Bureau Men, Settlement Women
Constructing Public Administration in the Progressive Era
Camilla Stivers
New in Paperback: September 2002
xii, 188 pages, 6 x 9
Studies in Government and Public Policy
Paper ISBN 978-0-7006-1222-2, $16.95
Also available in cloth
Cloth ISBN 978-0-7006-1021-1, $29.95
During the first two decades of
the twentieth century in cities across America, both men and
women struggled for urban reform but in distinctively different
ways. Adhering to gender roles of the time, men working for independent
research bureaus sought to apply scientific and business practices
to corrupt city governments, while women in the settlement house
movement labored to improve the lives of the urban poor by testing
new services and then getting governments to adopt them.

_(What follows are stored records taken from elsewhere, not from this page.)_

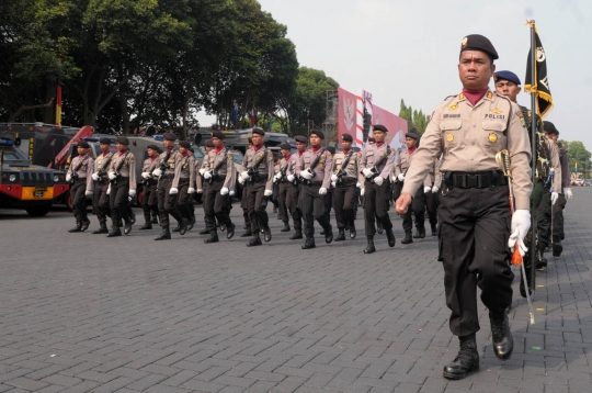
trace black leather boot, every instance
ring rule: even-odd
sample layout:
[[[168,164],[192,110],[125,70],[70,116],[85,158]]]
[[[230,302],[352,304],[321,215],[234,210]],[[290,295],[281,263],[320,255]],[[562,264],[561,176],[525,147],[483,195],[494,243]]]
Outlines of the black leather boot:
[[[317,247],[317,245],[315,244],[315,238],[314,237],[307,237],[306,240],[305,240],[305,244],[303,245],[303,249],[310,249],[310,248],[315,248]]]
[[[82,223],[80,221],[77,221],[76,226],[71,229],[68,229],[68,232],[72,234],[75,232],[80,232],[81,228],[82,228]]]
[[[155,237],[155,240],[170,240],[170,239],[171,239],[171,231],[169,229],[168,226],[163,227],[160,235]]]
[[[462,380],[471,371],[479,370],[479,352],[477,351],[477,340],[475,334],[458,337],[460,350],[452,362],[444,366],[442,374],[449,380]]]
[[[339,234],[333,240],[335,240],[335,242],[345,240],[345,229],[343,229],[343,228],[339,229]]]
[[[514,338],[510,332],[510,322],[504,314],[503,322],[491,321],[491,341],[493,343],[493,352],[500,360],[508,360],[514,349]]]
[[[374,236],[368,236],[368,245],[364,248],[364,254],[376,252],[376,247],[374,247]]]

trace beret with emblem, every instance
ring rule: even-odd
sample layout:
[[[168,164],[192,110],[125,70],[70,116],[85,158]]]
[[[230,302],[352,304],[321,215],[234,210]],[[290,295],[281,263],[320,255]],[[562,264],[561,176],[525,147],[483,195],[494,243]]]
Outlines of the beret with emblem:
[[[310,135],[317,135],[319,138],[325,139],[325,133],[320,130],[310,130]]]
[[[117,136],[115,141],[117,141],[117,143],[121,145],[129,145],[129,139],[127,138],[127,136]]]
[[[497,71],[496,74],[493,74],[494,77],[496,77],[496,81],[498,80],[508,80],[510,82],[513,82],[514,85],[517,85],[520,86],[520,78],[517,77],[517,75],[515,75],[514,72],[512,71]]]
[[[498,52],[491,44],[491,41],[480,34],[470,34],[463,38],[463,42],[460,43],[460,52],[463,53],[465,50],[485,52],[493,60],[500,58],[498,56]]]
[[[218,138],[218,139],[224,139],[224,133],[219,130],[216,130],[216,131],[213,131],[212,132],[212,137],[213,138]]]

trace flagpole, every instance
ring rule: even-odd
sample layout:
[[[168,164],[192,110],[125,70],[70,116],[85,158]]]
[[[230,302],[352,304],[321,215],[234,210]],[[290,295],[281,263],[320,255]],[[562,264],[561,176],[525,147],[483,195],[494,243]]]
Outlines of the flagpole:
[[[537,75],[536,75],[536,35],[535,35],[535,21],[532,20],[530,22],[531,24],[531,168],[532,168],[532,183],[535,184],[536,181],[536,154],[537,154],[537,144],[536,144],[536,123],[537,123],[537,111],[536,111],[536,92],[533,91],[533,88],[536,89],[537,83]],[[537,258],[537,249],[536,249],[536,222],[535,222],[535,214],[532,212],[531,214],[531,290],[533,291],[533,294],[535,292],[535,279],[536,279],[536,258]],[[528,290],[528,289],[527,289]]]

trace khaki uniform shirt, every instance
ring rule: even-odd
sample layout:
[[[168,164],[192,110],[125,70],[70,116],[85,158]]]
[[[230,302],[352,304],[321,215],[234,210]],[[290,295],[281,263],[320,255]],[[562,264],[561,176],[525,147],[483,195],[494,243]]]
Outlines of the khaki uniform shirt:
[[[257,151],[254,147],[248,149],[244,154],[244,158],[242,159],[240,171],[247,171],[262,158],[261,164],[259,164],[257,167],[257,172],[259,173],[260,178],[266,179],[265,190],[273,190],[273,154],[267,151],[267,156],[263,157],[265,151],[267,151],[267,149],[264,146],[261,146],[261,148],[259,148]]]
[[[516,209],[530,207],[531,144],[522,112],[506,98],[488,91],[475,106],[460,93],[437,105],[414,154],[401,192],[414,195],[441,151],[441,170],[498,170],[496,154],[510,153]]]
[[[217,176],[224,177],[224,186],[228,190],[235,189],[235,182],[237,181],[237,171],[235,169],[235,161],[232,160],[232,154],[226,147],[218,154],[215,149],[212,149],[207,155],[207,159],[204,158],[204,168],[206,171],[214,170],[216,167]],[[207,181],[207,180],[206,180]]]

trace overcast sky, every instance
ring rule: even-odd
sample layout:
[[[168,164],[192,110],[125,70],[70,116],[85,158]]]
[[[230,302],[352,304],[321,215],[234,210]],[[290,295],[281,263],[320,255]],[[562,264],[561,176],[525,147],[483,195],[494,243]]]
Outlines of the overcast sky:
[[[395,114],[400,100],[431,114],[460,92],[458,52],[482,34],[498,50],[497,69],[524,82],[534,19],[547,55],[560,137],[592,150],[592,1],[590,0],[259,0],[287,26],[300,66],[321,69],[352,92],[365,89]],[[490,83],[493,87],[493,82]],[[530,106],[530,96],[519,94]],[[208,123],[204,123],[208,124]]]

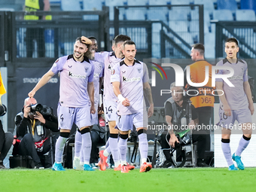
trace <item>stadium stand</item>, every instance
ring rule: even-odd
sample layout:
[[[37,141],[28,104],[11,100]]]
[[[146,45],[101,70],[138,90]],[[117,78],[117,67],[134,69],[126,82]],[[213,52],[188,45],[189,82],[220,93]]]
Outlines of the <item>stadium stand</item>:
[[[236,20],[238,21],[255,21],[255,12],[253,10],[243,9],[236,10]]]
[[[218,9],[229,9],[235,11],[237,9],[237,3],[236,0],[218,0],[217,8]]]
[[[217,20],[233,20],[233,17],[230,10],[214,10],[213,19]]]

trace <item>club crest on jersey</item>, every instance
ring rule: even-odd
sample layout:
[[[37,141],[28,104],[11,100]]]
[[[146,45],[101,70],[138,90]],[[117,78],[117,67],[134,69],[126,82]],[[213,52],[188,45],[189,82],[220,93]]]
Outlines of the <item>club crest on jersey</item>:
[[[111,66],[110,64],[108,65],[108,70],[111,70],[112,69]]]
[[[142,69],[141,68],[137,68],[137,70],[138,70],[139,73],[141,73],[141,72],[142,72]]]

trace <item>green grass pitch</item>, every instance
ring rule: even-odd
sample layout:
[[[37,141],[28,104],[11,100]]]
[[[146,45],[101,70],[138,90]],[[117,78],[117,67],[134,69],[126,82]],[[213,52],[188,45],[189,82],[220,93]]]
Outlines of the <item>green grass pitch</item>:
[[[1,192],[73,191],[255,191],[256,168],[152,169],[129,173],[67,169],[11,169],[0,170]]]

Although the two intertwined at first, the contributions of
these "settlement women" to the development of the
administrative state have been largely lost as the new field
of public administration evolved from the research bureaus and
diverged from social work. Camilla Stivers now shows how public
administration came to be dominated not just by science and business
but also by masculinity, calling into question much that is taken
for granted about the profession and creating an alternative
vision of public service.
Bureau Men, Settlement Women offers a rare look at
the early intellectual history of public administration and is
the only book to examine the subject from a gender perspective.
It recovers the forgotten contributions of women--their engagement
in public life, concern about the proper aims of government,
and commitment to citizenship and community--to show that they
were ultimately more successful than their male counterparts
in enlarging the work and moral scope of government.
Stivers's study helps explain public administration's longstanding
identity crisis by showing why the separation of male and female
roles restricted public administration to an unnecessary instrumentalism.
It also provides the most detailed examination in half a century
of the New York Bureau of Municipal Research and its role in
the development of twentieth-century public administration.
By reconsidering the origins of the field and calling for
a new sense of purpose in public service, Stivers suggests that
public administrators need not rigidly emulate business practices
but should instead strive to improve the ways in which they deal
with people. Her well-researched critique will help students
and professionals better understand their calling and challenge
them to reconsider how they think about, educate for, and perform
government service.
Iconoclastic and irreverent.Public Administration
Review
"This book is a major contribution to the field. Stivers
has brought to light something critical and absolutely necessary
for our understanding of American public administration."--David
Rosenbloom, author of Public Administration
"While revealing the fascinating story of the beginnings
of public administration, Stivers challenges us to reconsider
fundamentally how we think about, educate for, and do government
service. A wonderful book, very well researched and written,
original in its argument, and path-breaking in its implications."--Suzanne
Mettler, author of Dividing Citizens: Gender and Federalism
in New Deal Public Policy
CAMILLA STIVERS is Albert A. Levin Professor of Urban
Studies and Public Service at Cleveland State University. She
is associate editor of Public Administration Review and
author of Gender Images in Public Administration.